The type and thickness of the top layers becomes really crucial for patients with wide shoulders, wide hips, or any ongoing issues to the above two pressure points (shoulder impingement, prior shoulder surgery, prior hip replacement, or chronic bursitis). Less than 2 inches is usually not going to be sufficient.

The life span and support of a mattress depends a fair amount on the base of the mattress. I am not a fan of the standard box springs. They fail faster than the mattress and are mostly responsible for the middle sag of aging mattresses. The traditional European slat system is getting more readily available and cheaper. It provides an excellent combination of support and ventilation. A solid base is also an option, but it tends to limit aeration of the mattress.  Flipping the mattress in both directions (180’ and upside down) every couple of months will also extend the life span of a mattress.

As a last note, bed mates sometime have widely different bedding needs and that can be a tricky problem to resolve. One easy option is a mattress with a top layer consisting of two individually controlled inflatable bladders. The other is to install two twin mattresses on a king frame and keep them connected with couple of fitted sheets or mattress protectors. Each side of the bed can be modified with the preferred mattress and top layer, and the transition between the two is usually not a significant barrier.

Part Two: Pillow Talk

I often field the question about what is the best pillow.  I have to retrain the patient to ask a more important question: “What is the best pillow for me right now?”

Pillows are as individual as mattresses, there is no one-size-fits-all.  Patients need to figure out what pillow will likely work for them based on their body type, existing cervical spine problems, and their sleeping position.

Sleeping position: for back sleepers, the pillow needs to be thinner to avoid pushing the head in flexion and aggravating cervical spine loss of normal curve. Ideally the pillow needs to have a slight raised edge to support the cervical curve forward and a middle dip to let the back of the head cradle back (“doughnut type pillow”). Alternately, a pillow made of a material that can be molded to shape the head/neck junction can also work (feather, foam pieces).  For side sleepers, the pillow will need to be thicker to support the distance between the ear and shoulder to keep the head/neck in line with the midback.  You need to subtract the distance that your shoulder will sink into your mattress, which will depend upon the weight of your trunk and the thickness of the mattress top layer.

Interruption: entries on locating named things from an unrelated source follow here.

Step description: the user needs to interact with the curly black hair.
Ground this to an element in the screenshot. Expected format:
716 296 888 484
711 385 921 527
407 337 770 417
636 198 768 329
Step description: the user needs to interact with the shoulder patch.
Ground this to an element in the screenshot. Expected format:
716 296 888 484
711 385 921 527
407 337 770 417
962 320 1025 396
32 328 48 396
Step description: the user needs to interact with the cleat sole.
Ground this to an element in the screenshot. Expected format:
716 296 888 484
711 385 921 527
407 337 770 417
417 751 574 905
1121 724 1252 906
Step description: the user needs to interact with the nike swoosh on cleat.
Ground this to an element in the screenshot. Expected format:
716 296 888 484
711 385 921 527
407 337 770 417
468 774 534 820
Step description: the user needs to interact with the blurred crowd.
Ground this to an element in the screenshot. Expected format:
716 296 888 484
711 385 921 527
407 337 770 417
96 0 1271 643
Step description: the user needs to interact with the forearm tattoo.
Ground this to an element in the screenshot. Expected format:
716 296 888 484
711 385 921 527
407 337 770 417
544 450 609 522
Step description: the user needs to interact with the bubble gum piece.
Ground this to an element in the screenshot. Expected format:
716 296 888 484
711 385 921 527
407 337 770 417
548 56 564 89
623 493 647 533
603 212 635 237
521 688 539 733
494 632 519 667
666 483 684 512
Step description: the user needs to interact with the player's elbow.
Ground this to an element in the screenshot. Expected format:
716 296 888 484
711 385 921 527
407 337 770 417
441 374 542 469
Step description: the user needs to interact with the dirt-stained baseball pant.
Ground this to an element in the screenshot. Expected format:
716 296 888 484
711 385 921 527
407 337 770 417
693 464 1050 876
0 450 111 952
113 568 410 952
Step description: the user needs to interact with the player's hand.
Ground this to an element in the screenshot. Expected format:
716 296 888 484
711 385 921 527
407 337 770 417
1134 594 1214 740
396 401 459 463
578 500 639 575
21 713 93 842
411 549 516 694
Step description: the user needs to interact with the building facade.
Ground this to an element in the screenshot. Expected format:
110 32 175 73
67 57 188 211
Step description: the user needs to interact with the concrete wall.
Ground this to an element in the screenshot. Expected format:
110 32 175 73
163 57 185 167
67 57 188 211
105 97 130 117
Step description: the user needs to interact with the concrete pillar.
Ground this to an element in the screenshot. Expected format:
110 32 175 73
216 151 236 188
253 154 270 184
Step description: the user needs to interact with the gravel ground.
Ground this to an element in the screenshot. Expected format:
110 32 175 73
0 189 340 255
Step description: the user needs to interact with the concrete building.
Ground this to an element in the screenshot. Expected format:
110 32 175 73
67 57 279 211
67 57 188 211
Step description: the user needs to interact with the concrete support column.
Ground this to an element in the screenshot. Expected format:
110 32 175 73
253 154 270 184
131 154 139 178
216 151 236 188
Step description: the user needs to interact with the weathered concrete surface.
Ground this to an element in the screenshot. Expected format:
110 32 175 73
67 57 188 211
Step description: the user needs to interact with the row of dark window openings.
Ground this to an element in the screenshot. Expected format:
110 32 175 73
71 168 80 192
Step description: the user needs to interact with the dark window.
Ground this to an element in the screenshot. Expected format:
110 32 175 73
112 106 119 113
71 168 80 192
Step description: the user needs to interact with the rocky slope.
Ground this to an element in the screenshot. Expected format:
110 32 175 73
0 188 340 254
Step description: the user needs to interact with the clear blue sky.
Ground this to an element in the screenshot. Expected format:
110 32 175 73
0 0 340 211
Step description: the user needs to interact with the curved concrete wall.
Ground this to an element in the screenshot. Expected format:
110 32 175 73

People alternating between back and side sleeping are the most difficult to fit with the right pillow. Usually you will need a very moldable pillow or a properly sized doughnut pillow to accommodate the position change.

Body type:  In order to account for the amount of compressive forces, larger trunks and heavier heads will need a heavier density pillow and conversely petite individuals can use a lighter density fill. Higher quality pillows will usually have at least two fill/density options (especially feather pillows).

Existing cervical spine issues: the firmness of a pillow is a very individual preference. By the time people show up in my office they have often tried several pillows and have already figured out what firmness works best for them.  As a general rule people with active inflammatory cervical degenerative issues will need a softer, more contouring material. You can still have a firmer base such as structure foam as long as you have a couple inches of softer material on the periphery. There are a variety of softer options on the market including feather, broken foam, fillable water bladders and inflatable air bladders. The latter two options are less common but some patient enjoy the flexibility of modifying the thickness and firmness as needed.

Also remember that pillows have a relatively short life span, and usually need to be replaced every couple of years.